Wasn’t one Dunham daughter enough for you? He propped his boot on the bottom rung of the paddock’s fence and looked into the enclosure while he considered the accusation embedded in her words. She believed that he had kissed her sister and perhaps done more than kiss.
Hell, he didn’t even remember she had a sister.
All the same he searched his memory for another Dunham. Calling up every female met at parties and assemblies would take too long, so he took the opposite approach and tried to remember all the women he had at least kissed in the last few years.
That alone meant reviewing a good number of faces. Try as he might, he could not picture anyone with the last name of Dunham.
It was possible she had used a different name. It was also possible that his memory failed him due to his being foxed when the meeting occurred. He often claimed that never happened, but the problem with drinking to the point of obliterated memories was that one did not remember what had and had not happened, including one’s state of inebriation.
The wind had risen by the time he concluded he could not prove he had never kissed another Dunham sister. He made his way back to the house and entered through the kitchen door, where he shook the snow off his boots and hung his greatcoat on a peg next to the coat Caroline had donned earlier.
He wandered into the kitchen. Mrs. Smith could not be found there, but something delicious smelling cooked in the hearth in a cauldron. He found the stairs and went above.
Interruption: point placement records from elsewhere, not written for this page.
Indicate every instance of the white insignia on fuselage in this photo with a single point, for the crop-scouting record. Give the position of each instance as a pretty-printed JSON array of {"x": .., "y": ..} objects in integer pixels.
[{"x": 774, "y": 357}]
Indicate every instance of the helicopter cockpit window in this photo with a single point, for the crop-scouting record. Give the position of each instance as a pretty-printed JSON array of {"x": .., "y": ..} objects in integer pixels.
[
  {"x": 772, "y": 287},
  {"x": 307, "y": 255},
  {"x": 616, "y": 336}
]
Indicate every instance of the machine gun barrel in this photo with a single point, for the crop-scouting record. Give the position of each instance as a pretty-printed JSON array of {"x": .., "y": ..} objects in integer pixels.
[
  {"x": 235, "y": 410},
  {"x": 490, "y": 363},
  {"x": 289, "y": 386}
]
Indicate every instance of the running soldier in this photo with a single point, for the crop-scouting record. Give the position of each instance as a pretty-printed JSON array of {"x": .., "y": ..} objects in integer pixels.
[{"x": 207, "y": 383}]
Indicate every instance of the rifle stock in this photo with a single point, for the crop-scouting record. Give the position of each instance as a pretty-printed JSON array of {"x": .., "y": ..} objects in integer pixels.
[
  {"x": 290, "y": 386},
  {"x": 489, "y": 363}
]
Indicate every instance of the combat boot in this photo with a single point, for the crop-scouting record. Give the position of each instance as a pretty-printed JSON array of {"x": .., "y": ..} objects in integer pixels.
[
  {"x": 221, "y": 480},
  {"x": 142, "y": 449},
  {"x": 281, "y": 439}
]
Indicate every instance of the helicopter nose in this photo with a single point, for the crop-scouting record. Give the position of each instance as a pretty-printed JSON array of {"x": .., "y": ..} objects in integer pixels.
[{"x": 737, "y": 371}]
His departure had been hasty. Now he took his time. Besides the large sitting room he visited a small library and a chamber that served as a study or office. A morning room, long and narrow, stretched across the back of the house. A dining room could hold a decent party.
It was an old house, and handsome in its way. More dark wood panels than was fashionable now. Dark papers on the walls, too, and a few floors paved in tiles instead of boards. He judged it to be a couple hundred years old at least.
He settled into a stuffed chair in the library with a book on thoroughbred breeding. Since it was a topic of interest, he soon became engrossed. So it was that Miss Dunham arrived without his awareness. He only realized her presence when the scent of the household soap reached him.
She had changed into a blue dress with little adornment.
“I hope you did not give up the pantaloons on my account. There’s no reason to stand on ceremony with a prisoner.”
“It had nothing to do with you.”
“For whom then? From what I can tell no one else is here.”